O que são postos na ANOVA de Friedman?
Assim como outros testes não paramétricos, a ANOVA de Friedman transforma os escores originais em postos. Essa transformação permite comparar observações a partir de suas posições relativas, e não de seus valores absolutos.
Na ANOVA de Friedman, o procedimento ocorre dentro de cada unidade amostral. Por exemplo, suponha que tenhamos mensurado a velocidade de nado (em cm/s) de ratos sob quatro diferentes condições. O Rato 1 obteve os seguintes escores nas quatro condições experimentais:

Para o Rato 1, atribuímos postos às condições experimentais, de forma que o menor escore receba o posto 1, o segundo menor receba o posto 2, e assim sucessivamente:

Em alguns casos, podemos ter empates, isto é, escores idênticos em mais de uma condição experimental. É o que acontece com dois dos escores do Rato 2:

Em caso de empates, atribuímos a média dos postos correspondentes. Por exemplo, como os dois escores de valor 20 são os menores para o Rato 2, ao invés deles receberem os postos 1 e 2, atribuímos a ambos a média desses valores, isto é, (1 + 2) / 2 = 1,5. Sendo assim, para o Rato 2, temos os seguintes postos:

Dessa maneira, a ANOVA de Friedman avalia se há diferenças sistemáticas nos postos das condições.
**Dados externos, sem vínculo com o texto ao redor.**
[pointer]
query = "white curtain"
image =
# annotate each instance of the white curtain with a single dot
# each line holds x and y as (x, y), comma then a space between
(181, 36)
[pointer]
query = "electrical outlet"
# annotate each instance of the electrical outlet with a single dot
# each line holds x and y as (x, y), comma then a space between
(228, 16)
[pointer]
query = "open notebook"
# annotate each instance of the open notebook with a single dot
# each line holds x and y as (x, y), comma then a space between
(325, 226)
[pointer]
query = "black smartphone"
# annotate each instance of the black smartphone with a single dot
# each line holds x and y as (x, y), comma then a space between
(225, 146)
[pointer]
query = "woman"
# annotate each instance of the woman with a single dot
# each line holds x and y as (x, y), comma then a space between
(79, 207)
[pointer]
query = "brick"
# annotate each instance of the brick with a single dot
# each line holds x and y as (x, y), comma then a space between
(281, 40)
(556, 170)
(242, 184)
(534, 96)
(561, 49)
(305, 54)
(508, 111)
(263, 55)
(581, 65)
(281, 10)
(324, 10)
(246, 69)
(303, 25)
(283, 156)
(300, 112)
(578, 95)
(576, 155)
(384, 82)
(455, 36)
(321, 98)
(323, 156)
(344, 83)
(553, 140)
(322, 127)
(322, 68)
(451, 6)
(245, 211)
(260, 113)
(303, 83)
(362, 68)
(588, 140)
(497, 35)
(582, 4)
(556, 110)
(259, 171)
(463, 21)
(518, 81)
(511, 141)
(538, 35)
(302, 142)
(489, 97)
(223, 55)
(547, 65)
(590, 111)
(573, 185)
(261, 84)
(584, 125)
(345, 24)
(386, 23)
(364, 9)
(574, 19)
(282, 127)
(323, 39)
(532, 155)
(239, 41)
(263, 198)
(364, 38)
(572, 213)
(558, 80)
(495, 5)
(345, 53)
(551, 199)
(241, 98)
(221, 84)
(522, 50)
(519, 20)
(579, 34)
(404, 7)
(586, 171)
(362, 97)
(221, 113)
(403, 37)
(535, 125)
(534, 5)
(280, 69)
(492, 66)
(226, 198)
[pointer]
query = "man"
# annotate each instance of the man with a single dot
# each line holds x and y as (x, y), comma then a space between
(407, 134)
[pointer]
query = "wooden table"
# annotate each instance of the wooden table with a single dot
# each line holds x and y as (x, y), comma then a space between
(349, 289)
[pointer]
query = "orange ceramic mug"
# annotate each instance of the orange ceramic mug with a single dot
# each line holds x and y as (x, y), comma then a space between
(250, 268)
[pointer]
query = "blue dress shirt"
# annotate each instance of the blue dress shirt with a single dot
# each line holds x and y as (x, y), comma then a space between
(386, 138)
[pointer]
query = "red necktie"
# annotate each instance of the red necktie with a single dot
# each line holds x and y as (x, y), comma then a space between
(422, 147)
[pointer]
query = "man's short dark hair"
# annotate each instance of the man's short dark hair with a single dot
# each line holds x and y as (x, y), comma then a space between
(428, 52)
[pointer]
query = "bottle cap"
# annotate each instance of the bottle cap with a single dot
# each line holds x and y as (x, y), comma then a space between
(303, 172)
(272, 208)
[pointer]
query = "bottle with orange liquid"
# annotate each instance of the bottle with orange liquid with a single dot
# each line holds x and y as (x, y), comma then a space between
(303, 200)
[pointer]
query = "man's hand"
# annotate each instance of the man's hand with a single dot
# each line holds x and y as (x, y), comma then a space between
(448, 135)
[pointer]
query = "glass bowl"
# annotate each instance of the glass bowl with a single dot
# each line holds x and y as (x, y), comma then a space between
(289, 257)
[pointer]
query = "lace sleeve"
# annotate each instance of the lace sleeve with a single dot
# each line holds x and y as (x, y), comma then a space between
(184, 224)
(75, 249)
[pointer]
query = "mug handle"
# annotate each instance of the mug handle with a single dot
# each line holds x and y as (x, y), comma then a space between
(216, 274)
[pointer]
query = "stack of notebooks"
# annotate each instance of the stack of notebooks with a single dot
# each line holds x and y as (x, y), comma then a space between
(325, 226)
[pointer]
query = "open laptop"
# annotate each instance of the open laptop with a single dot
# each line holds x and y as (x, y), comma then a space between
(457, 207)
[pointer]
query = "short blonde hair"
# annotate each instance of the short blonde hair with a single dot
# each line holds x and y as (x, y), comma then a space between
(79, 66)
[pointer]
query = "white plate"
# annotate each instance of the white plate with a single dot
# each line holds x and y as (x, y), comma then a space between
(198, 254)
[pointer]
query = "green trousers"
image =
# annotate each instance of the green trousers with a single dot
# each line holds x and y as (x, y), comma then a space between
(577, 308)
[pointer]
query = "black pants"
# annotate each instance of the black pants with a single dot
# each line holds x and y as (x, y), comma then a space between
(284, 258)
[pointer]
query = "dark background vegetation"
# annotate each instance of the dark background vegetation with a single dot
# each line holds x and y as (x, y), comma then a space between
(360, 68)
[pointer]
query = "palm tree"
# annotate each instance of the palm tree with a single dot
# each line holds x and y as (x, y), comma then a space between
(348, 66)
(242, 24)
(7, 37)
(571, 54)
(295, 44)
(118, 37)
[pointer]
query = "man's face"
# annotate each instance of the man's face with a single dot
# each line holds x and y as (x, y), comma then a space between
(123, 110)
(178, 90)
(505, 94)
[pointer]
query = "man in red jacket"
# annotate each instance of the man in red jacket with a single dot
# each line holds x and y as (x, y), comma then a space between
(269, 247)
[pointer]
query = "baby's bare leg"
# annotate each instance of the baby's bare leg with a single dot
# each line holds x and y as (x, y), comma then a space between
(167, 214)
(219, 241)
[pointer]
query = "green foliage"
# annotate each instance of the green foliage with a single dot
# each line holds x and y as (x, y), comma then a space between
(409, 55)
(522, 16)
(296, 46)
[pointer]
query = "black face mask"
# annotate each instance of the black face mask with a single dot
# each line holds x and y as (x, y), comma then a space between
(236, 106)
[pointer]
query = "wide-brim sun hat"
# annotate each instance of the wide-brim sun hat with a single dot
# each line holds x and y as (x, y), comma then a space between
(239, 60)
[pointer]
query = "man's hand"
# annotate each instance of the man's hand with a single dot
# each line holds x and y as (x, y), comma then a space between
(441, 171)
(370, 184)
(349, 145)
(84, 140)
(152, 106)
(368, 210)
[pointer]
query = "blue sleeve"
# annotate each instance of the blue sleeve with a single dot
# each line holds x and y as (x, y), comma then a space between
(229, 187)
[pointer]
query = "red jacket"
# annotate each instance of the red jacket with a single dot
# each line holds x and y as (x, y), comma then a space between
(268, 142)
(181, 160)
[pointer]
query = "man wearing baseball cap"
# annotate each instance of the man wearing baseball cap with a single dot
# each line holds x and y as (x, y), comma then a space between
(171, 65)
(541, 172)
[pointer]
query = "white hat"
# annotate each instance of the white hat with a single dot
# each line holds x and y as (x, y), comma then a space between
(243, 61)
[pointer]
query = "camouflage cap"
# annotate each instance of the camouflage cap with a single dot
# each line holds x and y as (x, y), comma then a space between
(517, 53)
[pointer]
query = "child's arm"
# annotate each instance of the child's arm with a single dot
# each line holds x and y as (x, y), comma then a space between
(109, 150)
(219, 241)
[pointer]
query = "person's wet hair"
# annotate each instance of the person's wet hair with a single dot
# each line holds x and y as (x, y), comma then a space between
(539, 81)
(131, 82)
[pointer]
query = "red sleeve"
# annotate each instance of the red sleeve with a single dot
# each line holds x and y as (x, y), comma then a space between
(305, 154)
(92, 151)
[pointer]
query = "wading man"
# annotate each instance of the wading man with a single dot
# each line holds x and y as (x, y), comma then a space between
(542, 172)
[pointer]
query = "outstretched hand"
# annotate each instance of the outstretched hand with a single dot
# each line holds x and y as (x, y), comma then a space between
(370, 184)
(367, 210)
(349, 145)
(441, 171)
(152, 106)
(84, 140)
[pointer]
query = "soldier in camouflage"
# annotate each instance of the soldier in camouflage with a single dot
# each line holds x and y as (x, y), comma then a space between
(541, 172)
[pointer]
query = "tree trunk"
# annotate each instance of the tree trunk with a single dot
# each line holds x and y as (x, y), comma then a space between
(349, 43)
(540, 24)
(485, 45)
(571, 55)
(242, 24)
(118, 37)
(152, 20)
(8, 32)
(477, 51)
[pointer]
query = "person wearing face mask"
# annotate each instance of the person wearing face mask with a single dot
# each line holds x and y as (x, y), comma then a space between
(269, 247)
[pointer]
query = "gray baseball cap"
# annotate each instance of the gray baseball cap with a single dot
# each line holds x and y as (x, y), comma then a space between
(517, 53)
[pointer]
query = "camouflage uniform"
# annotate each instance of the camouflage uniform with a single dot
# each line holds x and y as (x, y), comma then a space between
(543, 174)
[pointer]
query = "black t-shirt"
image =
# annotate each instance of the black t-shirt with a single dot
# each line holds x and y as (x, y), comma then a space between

Portanto, mais do que verificar valores absolutos, o teste foca em padrões de ordenação ao longo das diferentes condições experimentais.
A ANOVA de Friedman
Exemplo
Vamos compreender a lógica do teste por meio de um exemplo. Suponha que avaliamos seis ratos em um labirinto aquático de Morris, um teste bastante usado em pesquisas de neurociência e de psicologia experimental (Figura 1).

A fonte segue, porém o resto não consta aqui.